Speck aus Kärnten

Jahrhunderte alte Speckkultur

Kärnten ist ein Speckland. Hier kultiviert und perfektioniert man den Fleischgenuss schon seit Jahrhunderten...
Wissen, Erfahrung und Geduld in der Verarbeitung und Verantwortung in der Zucht und Tierhaltung sind die Voraussetzungen, um aus gutem Fleisch das Beste zu machen.
 

Worauf achtet man in der Herstellung?

Meist verwendet man für Kärntner Speck das Fleisch einer Hybridrasse aus Edel- und Landschwein. Diese vereint hohe Fleischqualität und Stressresistenz. Wer gutes Fleisch haben will, muss die Tiere auch gut füttern. Eine Futtermischung aus Weizen, Erbsen und Gerste ist eine gute Basis. Die traditionelle und etwas teurere Futtermischung besteht aus Milch und Kartoffeln. So wird die Fettschicht dicker und das Fleisch mürber. Bei der Schlachtung wiegen die Tiere zwischen 120 und 200 kg. Im Falle des luftgeselchten Gurktaler Specks werden die Schweine sogar bis zu 400 kg schwer. Feinschmecker und Kenner bevorzugen fetteren Speck, weil sich dort der Geschmack des Fleisches konzentriert.

Auch die Schlachtung hat Einfluss auf die Qualität des Fleisches. Stress äußert sich im Fleisch in Form eines zu niedrigen pH-Wertes und erschwert die Trocknung des Fleisches. Ein weiterer wichtiger Faktor für den Geschmack ist das Würzen. Alle Produzenten haben ihre eigenen geheimen Würzmischungen mit denen das Fleisch eingerieben wird. Diese werden oft über Generationen weitergegeben und wie Schätze gehütet. Generell wird beim Pökeln grobes Meersalz, Pfeffer, Knoblauch und Lorbeer verwendet. Die weiteren Zutaten hängen vom jeweiligen Fleischer ab. Das Fleisch liegt dann je nach Sorte etwa vier bis fünf Wochen in dieser Sur bzw. Beize. Danach wird der Speck durch das Selchen veredelt. Dieser Prozess dauert immerhin ein bis zwei Wochen. Dabei wird das Fleisch über Buchenholz oder Wacholderstauden geräuchert. Beim Kärntner Speck relativ kühl bei maximal 25° C. Nach dem Selchen wird das Fleisch getrocknet. Hygiene, Raumtemperatur und Luftfeuchtigkeit haben erheblichen Einfluss auf die Qualität. Auch das Klima einer Region beeinflusst den Geschmack. Davon profitiert vor allem das Aroma des Gailtaler Specks. Die Lagerung dauert je nach Sorte und Speckart ca. drei bis fünf Monate.

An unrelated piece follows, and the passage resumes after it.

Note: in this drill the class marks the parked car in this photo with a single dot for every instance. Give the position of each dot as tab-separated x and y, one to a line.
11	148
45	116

Was macht einen guten Speck aus?

Qualitativ hochwertiger Speck unterscheidet sich von der Massenware im Supermarktregal vor allem durch die Dauer der Reifung und die Zuchtbedingungen. Billigspeck entsteht unter einem enormem Kosten- und Zeitdruck. Die Schweine werden sehr jung geschlachtet und haben dadurch zu wenig Fett. Beim industriell hergestellten Speck werden Reifung, Räucherung und Trocknung durch fragwürdige Methoden extrem beschleunigt. Guter Speck braucht einfach Zeit. Ein guter Indikator ist dabei ein dicker Fettrand. Er garantiert, dass das Schwein ein optimales Alter hatte. Der Fettrand sollte schneeweiß sein und das Fleisch tiefrot. Richtiger Speck ist besonders mürbe.

In Kärnten kann man Speck auf seine schönste Weise genießen.